Bij textiele werkvormen raakte ik echter al snel de draad weer kwijt, waardoor je mij op dat gebied nu nog steeds van alles op de mouw kunt spelden, maar handvaardigheid vond ik leuk. Ik heb me daar suf gevlochten aan pitrieten mandjes, leerde timmeren, (figuur)zagen, schilderen, schroeven, boren en de namen onthouden van alle gereedschappen. Heel handig!
Alleen kom ik inmiddels niet meer verder dan de hamer, zaag en schroevendraaier, want alles heeft ineens een Engelse naam. En omdat ik de Pozidrive, de Plier, de Ruler, de Steel Pipe Wrench, plus alle soorten -board en -tape zelf niet zo vaak meer hanteer – en deze termen er vroeger dus niet zijn ingestampt – weet ik nu echt niet meer wat het allemaal is. Het enige item dat nog een Nederlandse naam heeft is gek genoeg de Engelse sleutel.
O, gut(s), o, gut(s), wat een lange aanloop naar waar ik helemaal niet heen wilde. Ik wilde namelijk naar het feit dat ik het ooit wél allemaal geleerd heb. Dat ik nu wel iets van de muur kan schroeven en weet wat een stoppenkast doet. En dat ik een knoopje kan aanzetten en een sok kan stoppen is ook best handig.
Daarnaast leerde ik ook gewoon rekenen, schrijven en lezen op school. En ook daar heb ik nu veel aan als ik iets wil berekenen, meten, uit- of opzoeken. Ik wilde dus eigenlijk een stuk schrijven met complimenten aan de leerkrachten van vroeger. Dát was waar ik heen ging!
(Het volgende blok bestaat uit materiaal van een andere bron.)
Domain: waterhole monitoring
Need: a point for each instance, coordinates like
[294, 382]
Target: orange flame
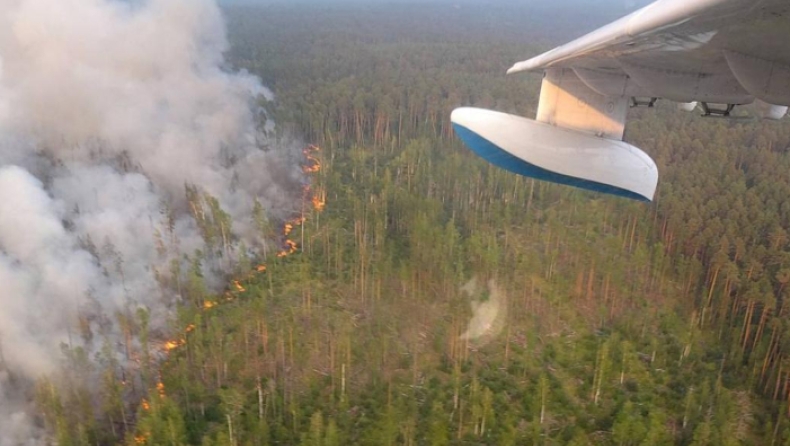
[171, 345]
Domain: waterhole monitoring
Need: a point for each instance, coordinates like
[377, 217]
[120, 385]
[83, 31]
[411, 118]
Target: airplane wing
[718, 53]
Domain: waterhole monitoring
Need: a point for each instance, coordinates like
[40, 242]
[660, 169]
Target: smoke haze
[108, 109]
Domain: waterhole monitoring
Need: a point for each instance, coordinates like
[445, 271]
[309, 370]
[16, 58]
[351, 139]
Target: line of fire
[315, 197]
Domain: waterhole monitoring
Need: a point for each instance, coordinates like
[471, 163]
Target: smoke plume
[108, 108]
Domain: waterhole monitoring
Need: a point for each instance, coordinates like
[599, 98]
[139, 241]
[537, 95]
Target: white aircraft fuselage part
[556, 154]
[715, 53]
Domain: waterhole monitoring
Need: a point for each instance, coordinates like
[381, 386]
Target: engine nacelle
[769, 111]
[687, 106]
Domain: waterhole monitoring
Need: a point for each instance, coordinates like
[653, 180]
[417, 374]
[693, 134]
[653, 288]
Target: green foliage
[621, 323]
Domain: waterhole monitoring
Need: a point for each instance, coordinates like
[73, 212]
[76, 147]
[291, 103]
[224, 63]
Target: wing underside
[720, 53]
[717, 51]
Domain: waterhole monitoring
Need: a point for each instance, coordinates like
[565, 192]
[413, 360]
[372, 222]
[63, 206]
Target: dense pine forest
[424, 297]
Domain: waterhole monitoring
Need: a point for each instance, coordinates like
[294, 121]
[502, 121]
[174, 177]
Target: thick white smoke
[108, 108]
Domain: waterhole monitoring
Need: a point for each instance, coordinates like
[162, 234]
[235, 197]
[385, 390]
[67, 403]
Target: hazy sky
[625, 4]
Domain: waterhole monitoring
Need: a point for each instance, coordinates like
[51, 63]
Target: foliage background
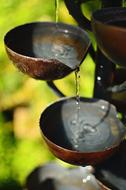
[22, 99]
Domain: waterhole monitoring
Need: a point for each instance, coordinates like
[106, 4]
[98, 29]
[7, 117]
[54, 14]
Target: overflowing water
[56, 10]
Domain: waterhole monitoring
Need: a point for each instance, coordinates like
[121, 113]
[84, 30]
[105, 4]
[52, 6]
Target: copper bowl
[76, 144]
[109, 27]
[46, 50]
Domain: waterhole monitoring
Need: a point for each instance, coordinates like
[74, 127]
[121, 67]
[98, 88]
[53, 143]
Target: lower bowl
[87, 135]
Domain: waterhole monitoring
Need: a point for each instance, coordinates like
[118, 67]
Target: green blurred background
[22, 99]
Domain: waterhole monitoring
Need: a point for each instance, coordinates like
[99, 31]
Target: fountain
[78, 130]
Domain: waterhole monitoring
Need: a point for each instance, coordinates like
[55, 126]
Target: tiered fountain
[80, 131]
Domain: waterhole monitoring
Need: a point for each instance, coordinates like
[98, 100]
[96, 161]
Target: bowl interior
[47, 40]
[96, 129]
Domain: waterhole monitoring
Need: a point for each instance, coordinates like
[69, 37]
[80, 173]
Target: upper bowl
[109, 26]
[46, 50]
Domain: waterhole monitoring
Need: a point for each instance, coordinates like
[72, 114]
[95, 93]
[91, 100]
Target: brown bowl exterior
[38, 68]
[79, 158]
[34, 48]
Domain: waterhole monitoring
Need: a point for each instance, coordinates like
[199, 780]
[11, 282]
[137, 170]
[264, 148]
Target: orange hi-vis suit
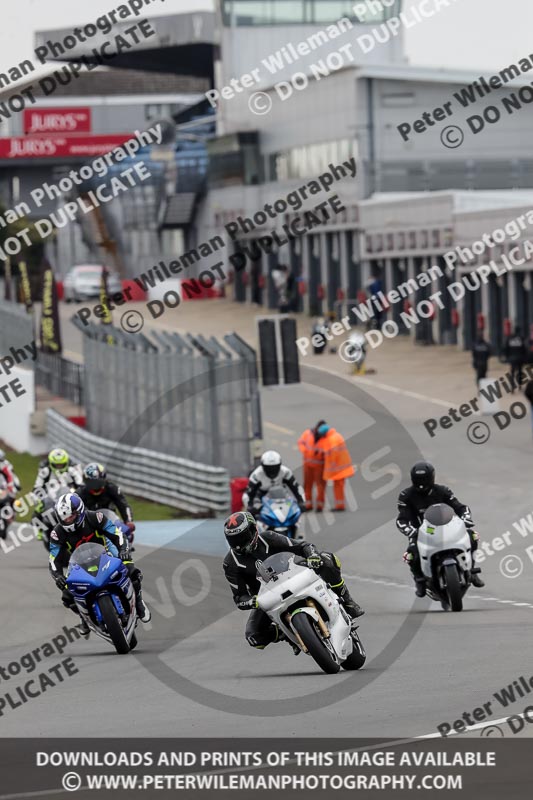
[337, 464]
[313, 465]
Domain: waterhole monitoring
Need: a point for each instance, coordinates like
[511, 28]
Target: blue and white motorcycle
[280, 513]
[104, 594]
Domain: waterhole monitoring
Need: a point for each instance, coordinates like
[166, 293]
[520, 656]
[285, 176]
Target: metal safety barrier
[16, 327]
[60, 376]
[185, 484]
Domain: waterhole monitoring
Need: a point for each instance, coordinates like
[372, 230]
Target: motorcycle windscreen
[276, 565]
[439, 514]
[277, 493]
[88, 556]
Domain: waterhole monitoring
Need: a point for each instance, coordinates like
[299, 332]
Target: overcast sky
[481, 34]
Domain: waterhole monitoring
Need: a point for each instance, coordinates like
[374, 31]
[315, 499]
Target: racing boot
[353, 608]
[476, 580]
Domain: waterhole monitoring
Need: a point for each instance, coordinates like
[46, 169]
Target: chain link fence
[186, 396]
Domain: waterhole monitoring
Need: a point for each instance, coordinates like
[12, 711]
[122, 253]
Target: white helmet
[70, 510]
[271, 463]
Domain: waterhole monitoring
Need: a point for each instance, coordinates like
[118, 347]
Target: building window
[251, 13]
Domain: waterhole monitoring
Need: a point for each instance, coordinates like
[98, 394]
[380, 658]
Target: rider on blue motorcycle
[77, 526]
[247, 547]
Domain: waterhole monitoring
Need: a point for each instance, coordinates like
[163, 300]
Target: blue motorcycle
[104, 595]
[280, 512]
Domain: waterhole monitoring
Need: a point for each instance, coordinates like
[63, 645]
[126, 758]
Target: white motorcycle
[308, 612]
[445, 556]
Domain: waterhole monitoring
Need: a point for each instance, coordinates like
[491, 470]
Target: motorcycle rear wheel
[453, 587]
[112, 623]
[305, 627]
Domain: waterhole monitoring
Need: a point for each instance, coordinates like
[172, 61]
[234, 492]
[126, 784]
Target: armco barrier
[167, 479]
[16, 327]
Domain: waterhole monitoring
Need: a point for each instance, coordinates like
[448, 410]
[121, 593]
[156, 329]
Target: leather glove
[248, 605]
[314, 561]
[61, 582]
[124, 552]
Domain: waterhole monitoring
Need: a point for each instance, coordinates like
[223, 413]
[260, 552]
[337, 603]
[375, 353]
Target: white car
[83, 283]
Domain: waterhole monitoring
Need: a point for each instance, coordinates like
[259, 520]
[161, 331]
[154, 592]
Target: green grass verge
[25, 466]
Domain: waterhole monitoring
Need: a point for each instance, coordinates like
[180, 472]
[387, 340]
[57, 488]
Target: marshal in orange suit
[337, 462]
[313, 467]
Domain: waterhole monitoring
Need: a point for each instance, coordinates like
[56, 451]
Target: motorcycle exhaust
[321, 624]
[295, 632]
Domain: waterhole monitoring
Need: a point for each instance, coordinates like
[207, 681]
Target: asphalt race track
[193, 673]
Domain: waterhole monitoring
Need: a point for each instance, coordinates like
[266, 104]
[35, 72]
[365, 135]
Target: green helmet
[58, 460]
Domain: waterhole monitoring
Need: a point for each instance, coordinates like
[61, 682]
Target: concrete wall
[15, 416]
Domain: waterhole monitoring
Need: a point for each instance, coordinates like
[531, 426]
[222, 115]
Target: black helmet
[94, 476]
[241, 533]
[423, 476]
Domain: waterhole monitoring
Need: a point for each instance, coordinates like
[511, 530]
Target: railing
[185, 484]
[60, 376]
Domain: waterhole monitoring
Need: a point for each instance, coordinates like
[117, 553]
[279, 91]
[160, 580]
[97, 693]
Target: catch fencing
[178, 482]
[186, 396]
[16, 327]
[60, 376]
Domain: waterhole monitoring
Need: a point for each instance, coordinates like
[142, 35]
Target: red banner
[60, 146]
[57, 120]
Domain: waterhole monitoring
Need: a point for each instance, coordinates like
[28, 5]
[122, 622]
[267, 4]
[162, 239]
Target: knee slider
[252, 641]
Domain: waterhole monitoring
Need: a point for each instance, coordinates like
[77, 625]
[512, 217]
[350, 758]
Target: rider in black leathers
[247, 547]
[413, 502]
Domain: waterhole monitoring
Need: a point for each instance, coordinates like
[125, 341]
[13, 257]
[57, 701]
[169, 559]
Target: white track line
[279, 428]
[384, 582]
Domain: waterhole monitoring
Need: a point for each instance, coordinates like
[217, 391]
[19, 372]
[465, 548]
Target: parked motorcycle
[104, 594]
[44, 520]
[280, 512]
[445, 556]
[308, 612]
[7, 515]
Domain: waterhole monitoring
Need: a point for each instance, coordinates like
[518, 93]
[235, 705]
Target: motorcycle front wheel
[306, 628]
[357, 657]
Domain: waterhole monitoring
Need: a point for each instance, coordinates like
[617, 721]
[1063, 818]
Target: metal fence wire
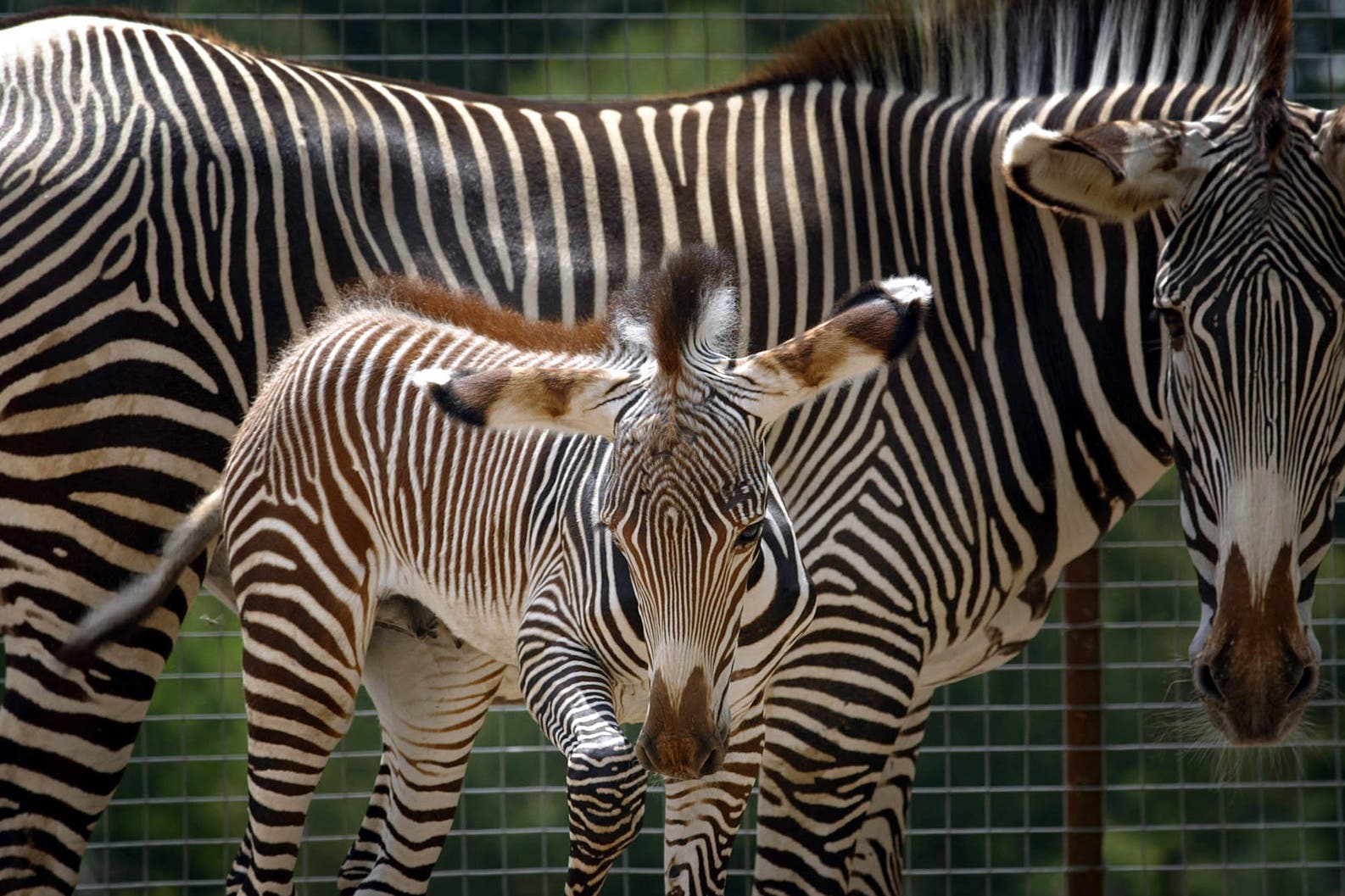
[1181, 814]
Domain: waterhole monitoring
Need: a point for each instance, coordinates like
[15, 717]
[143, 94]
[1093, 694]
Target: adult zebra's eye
[1175, 326]
[750, 534]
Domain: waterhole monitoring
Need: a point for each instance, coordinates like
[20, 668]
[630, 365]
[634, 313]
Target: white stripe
[597, 241]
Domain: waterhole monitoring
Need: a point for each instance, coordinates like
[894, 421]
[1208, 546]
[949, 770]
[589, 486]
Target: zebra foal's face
[686, 488]
[1250, 290]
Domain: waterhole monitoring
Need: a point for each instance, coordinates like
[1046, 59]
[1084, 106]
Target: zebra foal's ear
[1329, 142]
[874, 326]
[1113, 171]
[562, 400]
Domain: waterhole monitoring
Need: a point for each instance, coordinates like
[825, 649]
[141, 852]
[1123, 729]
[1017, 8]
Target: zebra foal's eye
[750, 534]
[1175, 326]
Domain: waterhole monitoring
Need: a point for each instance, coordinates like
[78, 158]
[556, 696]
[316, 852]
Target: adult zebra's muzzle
[682, 737]
[1258, 667]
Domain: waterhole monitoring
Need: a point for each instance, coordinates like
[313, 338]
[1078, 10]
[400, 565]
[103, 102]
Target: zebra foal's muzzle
[682, 737]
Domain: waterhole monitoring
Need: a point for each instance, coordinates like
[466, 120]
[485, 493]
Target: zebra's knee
[606, 790]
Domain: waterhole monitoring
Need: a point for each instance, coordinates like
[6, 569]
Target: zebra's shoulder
[399, 298]
[54, 22]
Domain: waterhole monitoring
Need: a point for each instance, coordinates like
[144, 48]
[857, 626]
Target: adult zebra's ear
[876, 325]
[564, 400]
[1113, 171]
[1329, 142]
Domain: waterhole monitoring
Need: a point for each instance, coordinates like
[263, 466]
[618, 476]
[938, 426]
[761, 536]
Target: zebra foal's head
[686, 487]
[1250, 290]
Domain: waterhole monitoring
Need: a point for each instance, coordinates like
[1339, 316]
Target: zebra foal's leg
[879, 852]
[701, 818]
[569, 693]
[432, 696]
[300, 681]
[833, 716]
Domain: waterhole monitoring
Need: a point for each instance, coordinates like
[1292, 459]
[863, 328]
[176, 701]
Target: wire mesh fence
[987, 817]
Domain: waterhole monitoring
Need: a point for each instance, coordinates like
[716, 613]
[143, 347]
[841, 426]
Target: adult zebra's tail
[142, 595]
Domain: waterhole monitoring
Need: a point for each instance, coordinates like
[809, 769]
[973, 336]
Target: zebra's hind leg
[702, 817]
[432, 696]
[569, 692]
[876, 870]
[299, 685]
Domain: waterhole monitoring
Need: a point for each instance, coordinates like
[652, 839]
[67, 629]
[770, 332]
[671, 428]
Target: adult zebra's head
[1250, 288]
[686, 490]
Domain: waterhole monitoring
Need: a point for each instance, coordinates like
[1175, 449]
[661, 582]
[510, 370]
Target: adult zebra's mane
[1035, 47]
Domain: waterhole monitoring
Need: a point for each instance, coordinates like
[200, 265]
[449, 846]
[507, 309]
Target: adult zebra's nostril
[1306, 685]
[1205, 684]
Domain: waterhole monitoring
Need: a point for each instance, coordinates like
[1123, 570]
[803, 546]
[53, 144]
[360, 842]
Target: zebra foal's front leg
[569, 693]
[702, 817]
[833, 720]
[432, 696]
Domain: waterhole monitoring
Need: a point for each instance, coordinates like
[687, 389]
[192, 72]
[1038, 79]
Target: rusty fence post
[1079, 586]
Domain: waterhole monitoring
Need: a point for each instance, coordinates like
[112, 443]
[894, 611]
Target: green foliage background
[1182, 815]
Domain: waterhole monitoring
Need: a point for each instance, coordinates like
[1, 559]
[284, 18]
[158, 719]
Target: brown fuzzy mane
[672, 300]
[467, 309]
[978, 47]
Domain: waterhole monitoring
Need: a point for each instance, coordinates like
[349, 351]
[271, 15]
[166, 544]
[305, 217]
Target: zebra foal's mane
[684, 307]
[1032, 47]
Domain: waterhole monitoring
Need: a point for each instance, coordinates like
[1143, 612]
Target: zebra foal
[608, 575]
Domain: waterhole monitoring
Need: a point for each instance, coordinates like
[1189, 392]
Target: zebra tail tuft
[146, 593]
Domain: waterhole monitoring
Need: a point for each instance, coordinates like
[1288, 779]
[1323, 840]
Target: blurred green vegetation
[1182, 815]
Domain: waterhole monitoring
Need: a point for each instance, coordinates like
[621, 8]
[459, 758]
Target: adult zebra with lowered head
[935, 504]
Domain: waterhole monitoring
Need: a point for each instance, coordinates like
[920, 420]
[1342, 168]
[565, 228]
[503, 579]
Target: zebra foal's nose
[1257, 671]
[681, 737]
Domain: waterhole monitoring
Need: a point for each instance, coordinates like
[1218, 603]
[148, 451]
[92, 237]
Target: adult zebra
[187, 175]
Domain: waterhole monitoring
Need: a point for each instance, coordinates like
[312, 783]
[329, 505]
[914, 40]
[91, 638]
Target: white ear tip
[431, 377]
[1028, 142]
[908, 291]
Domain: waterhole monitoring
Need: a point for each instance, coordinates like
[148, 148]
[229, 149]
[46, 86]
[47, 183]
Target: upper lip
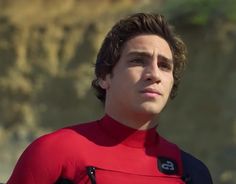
[151, 90]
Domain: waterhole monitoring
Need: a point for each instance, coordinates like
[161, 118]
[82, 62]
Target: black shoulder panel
[195, 172]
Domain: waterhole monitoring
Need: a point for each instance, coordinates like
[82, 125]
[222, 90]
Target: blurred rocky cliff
[47, 54]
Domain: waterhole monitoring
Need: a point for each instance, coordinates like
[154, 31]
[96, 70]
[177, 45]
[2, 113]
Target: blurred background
[47, 54]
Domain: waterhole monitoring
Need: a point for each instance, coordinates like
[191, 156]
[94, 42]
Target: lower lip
[150, 95]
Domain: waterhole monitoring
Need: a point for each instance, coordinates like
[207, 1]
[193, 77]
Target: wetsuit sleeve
[195, 171]
[39, 163]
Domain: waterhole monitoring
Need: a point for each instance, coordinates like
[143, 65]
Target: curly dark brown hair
[127, 28]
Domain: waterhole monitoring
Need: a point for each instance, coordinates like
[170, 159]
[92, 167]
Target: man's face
[142, 79]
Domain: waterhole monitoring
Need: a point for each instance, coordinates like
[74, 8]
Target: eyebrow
[148, 55]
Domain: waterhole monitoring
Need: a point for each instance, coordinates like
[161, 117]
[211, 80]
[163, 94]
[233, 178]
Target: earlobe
[103, 84]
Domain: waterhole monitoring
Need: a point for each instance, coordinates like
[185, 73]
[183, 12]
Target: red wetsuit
[120, 155]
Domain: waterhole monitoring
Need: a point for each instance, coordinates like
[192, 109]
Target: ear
[104, 84]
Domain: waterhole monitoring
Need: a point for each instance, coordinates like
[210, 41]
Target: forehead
[151, 44]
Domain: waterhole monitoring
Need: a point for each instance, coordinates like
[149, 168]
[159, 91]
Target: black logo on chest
[167, 166]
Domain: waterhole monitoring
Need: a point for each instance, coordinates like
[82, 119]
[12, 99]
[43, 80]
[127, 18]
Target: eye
[165, 66]
[138, 61]
[164, 63]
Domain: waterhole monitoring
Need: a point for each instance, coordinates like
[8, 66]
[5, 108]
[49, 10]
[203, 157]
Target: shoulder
[195, 170]
[63, 138]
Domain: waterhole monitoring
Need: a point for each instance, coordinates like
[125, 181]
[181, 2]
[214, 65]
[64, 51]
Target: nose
[152, 72]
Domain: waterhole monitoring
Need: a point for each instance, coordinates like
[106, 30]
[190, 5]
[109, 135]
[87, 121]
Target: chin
[151, 109]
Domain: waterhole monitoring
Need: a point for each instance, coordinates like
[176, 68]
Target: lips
[151, 91]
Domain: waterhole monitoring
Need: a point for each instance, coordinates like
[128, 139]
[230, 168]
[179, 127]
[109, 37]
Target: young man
[138, 69]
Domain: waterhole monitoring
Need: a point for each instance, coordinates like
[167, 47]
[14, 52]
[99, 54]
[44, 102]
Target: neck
[136, 121]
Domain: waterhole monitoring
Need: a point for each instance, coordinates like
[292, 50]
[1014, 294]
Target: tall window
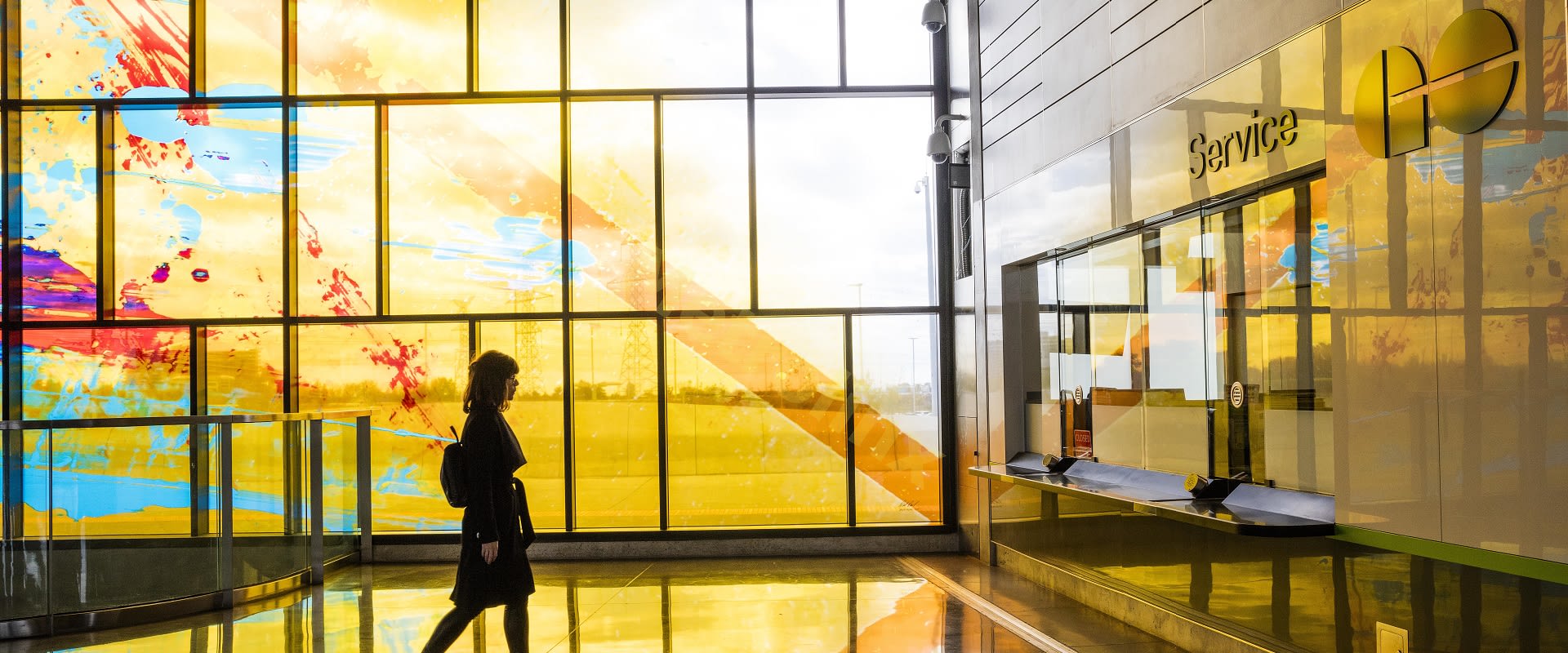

Maar ik leerde ook veel, omdat ik er netjes naartoe ging en luisterde naar wat de leraar te melden had. Ik had respect voor de (meeste) leerkrachten, en dat is bij de jeugd van tegenwoordig wel anders, zag ik onlangs op TV. Zij beschimpen, bespugen en bekogelen nu leerkrachten, en vinden het reuze grappig om die mensen voor schut te zetten in de klas of online. En als gevolg daarvan beginnen leerkrachten nu af te haken en horen leerlingen alleen nog wat ze níet kunnen in plaats van wat ze wél kunnen. Ze kunnen niet begrijpend lezen, niet foutloos schrijven, niet rekenen, tekenen en luisteren. En dat motiveert volgens mij ook niet heel erg.
Dus hoe krijgen we die leerkrachten en leerlingen weer gezellig samen in de klas? In een ruimte waar ze zich beiden veilig voelen en iets (van elkaar) kunnen leren? Ik denk door mensen niet te leren om alleen maar met zichzelf bezig te zijn, en daarover dan lekker te tweeten. Of heet dat X’en, tegenwoordig? Ik weet het eigenlijk niet, want ik volg al die flauwekul niet meer.
Maar ik denk wel dat ik nog steeds veel meer heb aan wat ik toen geleerd heb op school, dan aan wat je tegenwoordig op die zogenaamde “socials” leert.
Dus soms denk ik weleens: kunnen we dat internet niet beter cancellen, in plaats van elkaar?